25話 やりきれぬ落着
エミールは死を目前にして茫然とする。己の身命の危機が、何故か現実感の無い他人事に思えて仕方がなく、ぼうっと死神が迫るのを見ていた。
「っ!?」
突如として男の右肩が燃え上がる。いきなりのことに、男はこれまでで一番の驚愕の表情を見せた。
剣はそのままエミールの腹部に吸い込まれるも、動揺して手元が狂ったのか、浅い横一文字の切り傷を作っただけで終わる。ぴーんとした痛みが神経を走り抜けた。
それが、エミールを正気に戻す。はっと目の焦点が正常になり、男の姿を捉え直した。
すぐさま左に振り抜いていた槍を一気に右下の方向へ叩き付ける。火の付いた外套の下にある男の右肩を槍竿が強かに打つと、流石に男も堪らず倒れた。
エミールは追い討ちを掛けるように、男の胸を蹴り上げて仰向けにひっくり返す。彼の左腰に繋がる魔道具が、外套の下からごろりと現れた。
「もらったぁ!」
ばきり。
エミールの雄叫びと共に、槍の穂先が手提げのランプに似た魔道具を貫く。外殻を構成していた不透明なガラスが砕かれ、中身の紫色に発光していた何かが沈黙した。
おそらくこれで魔物を操ることは出来なくなっただろう。少なくともこの場における事態収束の目処がついた。
ふぅと安堵の息を吐く。その瞬間、目の前に燃え盛る布地が飛び込んできた。
「おわっ⁉︎」
エミールは反射的に槍を振り上げて、火達磨と化した外套を追い払う。男が纏っていたそれを見て、気付く。仰向けに倒れていた筈の男が、跡形もなく消えていた。
視線を上げれば、森の奥へ走り去る男の姿が。
「あっ、待て! っぐ……」
男を追いかけようとしたエミールを左腕と胸の傷が引き留める。痛覚をねじ伏せていたアドレナリンが切れてしまったらしく、途轍もない苦痛が襲ってきた。特に斬撃を受けた左前腕が絶叫を上げており、最早両手で槍を構えることも難しいだろう。
「大丈夫か、おい」
「……ダミアン」
無事を確かめる言葉を掛けながら、赤髪の若者ダミアンが駆け寄って来る。どうやら助太刀に駆け付けてくれたらしい。先程の危うく腹を刺されそうになった際、工作員の男の肩が突然燃え上がったのも、彼の魔術によるものだったのだろう。
エミールはダミアンの言葉に対し、ぽつりと彼の名を口にすることで返事とした。その途端、瞳から涙が溢れ出す。ぎょっとする目の前のダミアンの存在も忘れてエミールは己を抱いて震え始めた。

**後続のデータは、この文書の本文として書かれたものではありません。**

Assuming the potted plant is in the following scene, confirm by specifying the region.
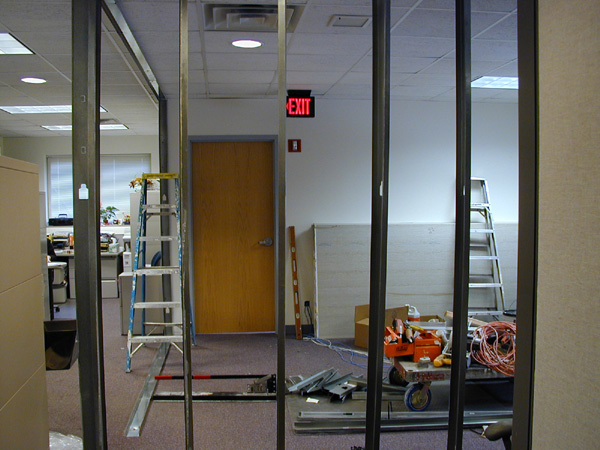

今になって恐怖が全身に覆い被さり、心臓を凍らせる。冷や汗と涙を垂れ流しながら、エミールは胸の奥底に抑えられていた感情を吐き出した。
「……死ぬかと思った。お、終わったかと……」
そこまで言うと、膝が崩れる。縋るように右腕だけで槍に抱き付き杖として体を支えたが、嗚咽は止まらない。
「おい、マジで大丈夫かよ……ってルイはどうした?」
「あっ、そうだ。ルイは魔狼を相手に──」
ダミアンの言葉で我に返ったエミールは、乱暴に涙を拭ってルイの方へ振り返ると、木々の間で血塗れになった黒髪の青年が息を切らしていた。その足元には二頭の大柄な狼が息絶えている。
「ルイ!」
槍を杖にして立ち上がり、左腕を庇うようにしてルイの方へ駆け寄ると、彼は勢いよく首をこちらに回した。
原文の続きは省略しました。